Mr Cable stepped in on public interest grounds over media plurality following mounting pressure from rival media groups after Rupert Murdoch's News Corp made an offer for the 61pc of BSkyB that it does not already own.
The intervention notice served requires Ofcom to investigate the proposals and report back by December 31.
Mr Cable said he made the move after submissions and information regarding News Corp's approach.
British media groups - including national newspaper owners and broadcasters - recently joined forces to petition Mr Cable to block the plans over fears the deal posed a threat to competition and media plurality.
News Corp's rivals argue the takeover would create an organisation of unrivalled power in the UK media sector.
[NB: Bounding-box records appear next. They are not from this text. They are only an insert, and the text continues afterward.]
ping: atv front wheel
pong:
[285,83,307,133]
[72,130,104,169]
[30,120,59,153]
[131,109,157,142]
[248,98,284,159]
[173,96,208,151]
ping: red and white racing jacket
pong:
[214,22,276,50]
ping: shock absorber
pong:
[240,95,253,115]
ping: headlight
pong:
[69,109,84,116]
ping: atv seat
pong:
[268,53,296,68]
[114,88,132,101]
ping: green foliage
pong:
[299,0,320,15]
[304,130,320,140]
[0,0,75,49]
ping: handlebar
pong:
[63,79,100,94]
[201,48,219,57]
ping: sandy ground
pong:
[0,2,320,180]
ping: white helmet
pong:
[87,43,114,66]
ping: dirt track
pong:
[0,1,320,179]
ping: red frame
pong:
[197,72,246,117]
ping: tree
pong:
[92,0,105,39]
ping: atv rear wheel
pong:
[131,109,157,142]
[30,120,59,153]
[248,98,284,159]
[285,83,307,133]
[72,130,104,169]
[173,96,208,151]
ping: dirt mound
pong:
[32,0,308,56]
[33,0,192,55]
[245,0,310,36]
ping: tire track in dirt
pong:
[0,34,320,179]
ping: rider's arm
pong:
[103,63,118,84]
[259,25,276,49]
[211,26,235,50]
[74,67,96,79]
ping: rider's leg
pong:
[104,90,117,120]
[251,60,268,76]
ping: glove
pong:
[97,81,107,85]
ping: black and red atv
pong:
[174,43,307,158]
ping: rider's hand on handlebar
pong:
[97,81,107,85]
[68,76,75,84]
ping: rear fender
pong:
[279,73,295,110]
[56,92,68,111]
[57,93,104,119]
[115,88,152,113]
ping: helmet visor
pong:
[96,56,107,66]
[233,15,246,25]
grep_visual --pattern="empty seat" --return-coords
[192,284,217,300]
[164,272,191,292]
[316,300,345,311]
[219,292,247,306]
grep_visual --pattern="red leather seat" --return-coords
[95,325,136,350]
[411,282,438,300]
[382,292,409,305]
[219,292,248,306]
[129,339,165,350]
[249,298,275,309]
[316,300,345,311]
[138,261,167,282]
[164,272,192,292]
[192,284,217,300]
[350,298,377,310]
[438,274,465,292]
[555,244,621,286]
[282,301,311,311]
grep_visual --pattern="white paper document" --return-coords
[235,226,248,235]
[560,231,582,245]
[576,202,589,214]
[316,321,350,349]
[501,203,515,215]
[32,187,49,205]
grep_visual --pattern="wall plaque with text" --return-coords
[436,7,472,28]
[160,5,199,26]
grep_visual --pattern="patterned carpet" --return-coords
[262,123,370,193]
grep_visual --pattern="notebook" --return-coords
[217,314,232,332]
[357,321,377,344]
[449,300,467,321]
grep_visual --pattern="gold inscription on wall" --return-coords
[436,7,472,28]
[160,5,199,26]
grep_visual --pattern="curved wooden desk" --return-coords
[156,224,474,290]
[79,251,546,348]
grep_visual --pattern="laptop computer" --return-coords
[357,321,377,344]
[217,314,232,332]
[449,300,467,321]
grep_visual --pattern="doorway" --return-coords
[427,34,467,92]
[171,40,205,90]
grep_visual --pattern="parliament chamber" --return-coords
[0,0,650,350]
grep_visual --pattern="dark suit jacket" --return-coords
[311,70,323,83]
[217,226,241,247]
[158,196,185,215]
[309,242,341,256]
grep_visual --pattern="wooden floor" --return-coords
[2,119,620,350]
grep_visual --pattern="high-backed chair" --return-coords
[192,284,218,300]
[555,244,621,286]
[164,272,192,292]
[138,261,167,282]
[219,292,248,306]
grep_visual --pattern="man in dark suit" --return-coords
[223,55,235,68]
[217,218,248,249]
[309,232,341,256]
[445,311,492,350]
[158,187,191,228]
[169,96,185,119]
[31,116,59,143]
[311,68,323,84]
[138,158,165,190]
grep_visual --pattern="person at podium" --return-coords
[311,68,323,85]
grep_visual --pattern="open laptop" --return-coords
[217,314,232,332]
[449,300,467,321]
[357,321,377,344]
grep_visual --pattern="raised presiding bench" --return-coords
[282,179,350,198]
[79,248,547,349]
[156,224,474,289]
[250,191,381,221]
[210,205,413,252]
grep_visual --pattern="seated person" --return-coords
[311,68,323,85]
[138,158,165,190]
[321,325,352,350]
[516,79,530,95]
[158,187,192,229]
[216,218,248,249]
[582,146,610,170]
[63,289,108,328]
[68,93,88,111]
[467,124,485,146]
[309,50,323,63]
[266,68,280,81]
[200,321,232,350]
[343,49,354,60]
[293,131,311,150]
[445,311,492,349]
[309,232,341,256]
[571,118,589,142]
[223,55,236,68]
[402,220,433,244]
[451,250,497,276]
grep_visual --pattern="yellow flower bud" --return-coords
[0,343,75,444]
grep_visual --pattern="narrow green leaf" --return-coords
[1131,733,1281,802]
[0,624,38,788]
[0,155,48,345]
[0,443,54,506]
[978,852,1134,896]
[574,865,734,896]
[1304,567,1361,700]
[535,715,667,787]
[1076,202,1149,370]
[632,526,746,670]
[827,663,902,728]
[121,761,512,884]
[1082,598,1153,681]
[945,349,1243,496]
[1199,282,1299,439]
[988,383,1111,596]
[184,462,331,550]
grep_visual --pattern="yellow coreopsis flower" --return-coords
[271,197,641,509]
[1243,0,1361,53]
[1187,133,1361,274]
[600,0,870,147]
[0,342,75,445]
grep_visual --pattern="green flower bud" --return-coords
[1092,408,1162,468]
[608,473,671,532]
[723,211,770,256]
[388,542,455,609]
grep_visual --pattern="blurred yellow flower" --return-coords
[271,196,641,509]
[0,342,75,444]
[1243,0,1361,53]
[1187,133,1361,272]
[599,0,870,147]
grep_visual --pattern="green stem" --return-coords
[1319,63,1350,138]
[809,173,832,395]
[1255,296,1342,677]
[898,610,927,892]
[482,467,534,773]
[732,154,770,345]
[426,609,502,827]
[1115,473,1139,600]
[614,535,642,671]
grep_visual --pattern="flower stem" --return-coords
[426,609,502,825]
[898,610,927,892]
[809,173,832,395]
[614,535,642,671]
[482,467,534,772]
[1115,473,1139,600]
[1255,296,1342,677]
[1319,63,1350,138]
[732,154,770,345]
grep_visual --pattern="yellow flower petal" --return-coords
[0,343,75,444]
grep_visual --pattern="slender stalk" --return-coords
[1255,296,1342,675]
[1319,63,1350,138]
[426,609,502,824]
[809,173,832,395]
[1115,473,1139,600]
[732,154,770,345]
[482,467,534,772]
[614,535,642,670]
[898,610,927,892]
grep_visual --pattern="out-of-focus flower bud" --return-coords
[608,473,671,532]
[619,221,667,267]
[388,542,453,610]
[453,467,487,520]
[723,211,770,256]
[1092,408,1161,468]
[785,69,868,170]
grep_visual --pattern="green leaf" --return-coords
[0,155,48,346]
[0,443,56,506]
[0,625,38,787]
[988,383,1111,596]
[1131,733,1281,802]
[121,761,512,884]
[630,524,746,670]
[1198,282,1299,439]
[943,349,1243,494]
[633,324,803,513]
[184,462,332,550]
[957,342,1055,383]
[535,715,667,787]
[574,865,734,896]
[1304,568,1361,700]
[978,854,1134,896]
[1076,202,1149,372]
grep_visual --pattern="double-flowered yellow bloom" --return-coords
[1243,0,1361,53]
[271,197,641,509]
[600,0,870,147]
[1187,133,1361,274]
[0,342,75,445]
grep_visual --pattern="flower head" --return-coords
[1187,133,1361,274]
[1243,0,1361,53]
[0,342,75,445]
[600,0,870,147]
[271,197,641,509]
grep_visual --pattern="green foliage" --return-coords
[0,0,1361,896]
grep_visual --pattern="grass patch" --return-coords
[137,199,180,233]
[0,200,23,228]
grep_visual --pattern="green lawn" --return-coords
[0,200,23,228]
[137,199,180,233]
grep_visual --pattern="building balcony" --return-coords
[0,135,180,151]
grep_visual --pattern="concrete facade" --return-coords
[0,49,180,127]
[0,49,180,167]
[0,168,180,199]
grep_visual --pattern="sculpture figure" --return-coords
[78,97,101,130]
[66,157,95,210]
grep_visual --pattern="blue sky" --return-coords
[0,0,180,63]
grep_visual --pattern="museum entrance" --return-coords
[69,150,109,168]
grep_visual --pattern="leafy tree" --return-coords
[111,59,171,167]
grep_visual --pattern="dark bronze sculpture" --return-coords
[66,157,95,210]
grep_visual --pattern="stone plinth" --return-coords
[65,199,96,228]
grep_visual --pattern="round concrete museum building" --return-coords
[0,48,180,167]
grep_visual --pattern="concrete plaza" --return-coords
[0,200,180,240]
If the deal went ahead, News Corp would have a dominant position in newspapers, owning UK titles including The Times and The Sun, while also having full ownership of a pay TV company - an empire with an estimated turnover of £7.5bn (€8.5bn).
Mr Cable said: "On the basis of the information and submissions available to me, I have decided that it is appropriate to issue an intervention notice in this particular case.
"The independent experts at Ofcom will now investigate and report to me on the media plurality issues that may arise from this proposed acquisition."
The European Commission was notified formally yesterday of the bid and will launch a probe looking at competition issues, to publish a report on December 8.
Mr Cable will decide whether to refer the matter to the UK's Competition Commission once he has Ofcom's report at the end of the year.
But the commission would only consider the potential impact on public interest, given the European Commission's inquiry on competition grounds.
News Corp's aims to take BSkyB private were first revealed in June when Sky said it had rebuffed an initial approach.
The 700p-a-share proposal valued FTSE 100 listed BSkyB at around £12bn.
Sky said it significantly undervalued the business and called for an offer in excess of 800p a share.
Despite their differences over price, the two parties agreed to begin work on the regulatory process required for a tie-up.
The proposals are seen as a test of the British government's attitude to media consolidation and the power of the Murdoch empire.
It is thought the coalition government has been split on its approach to the proposals, with Conservative ministers understood to be more relaxed over Mr Murdoch's move than Mr Cable and other Liberal Democrats.
Labour also stepped in ahead of today's announcement, calling for Mr Cable to intervene.
Shadow culture secretary Ivan Lewis said: "Rupert Murdoch and BSkyB have been a force for good in improving the quality of broadcasting for British consumers and stimulating investment in our creative industries.
"But the Murdoch empire has sometimes crossed reasonable boundaries with overzealous business practices and the assertion of political power.
"There is a case to answer, and the public interest can only be determined through proper scrutiny by the competent authorities."
He added: "It is important for democracy in Britain that the power to influence opinion and shape debate is in the hands of a broad range of organisations and prevents any one organisation dominating the landscape."
News Corp has been a major shareholder of BSkyB since the launch of the broadcaster in 1989. It currently owns 39.1pc of the company.
Mr Murdoch's son James is BSkyB's chairman and a senior executive at News Corp, but is not involved in the bid process.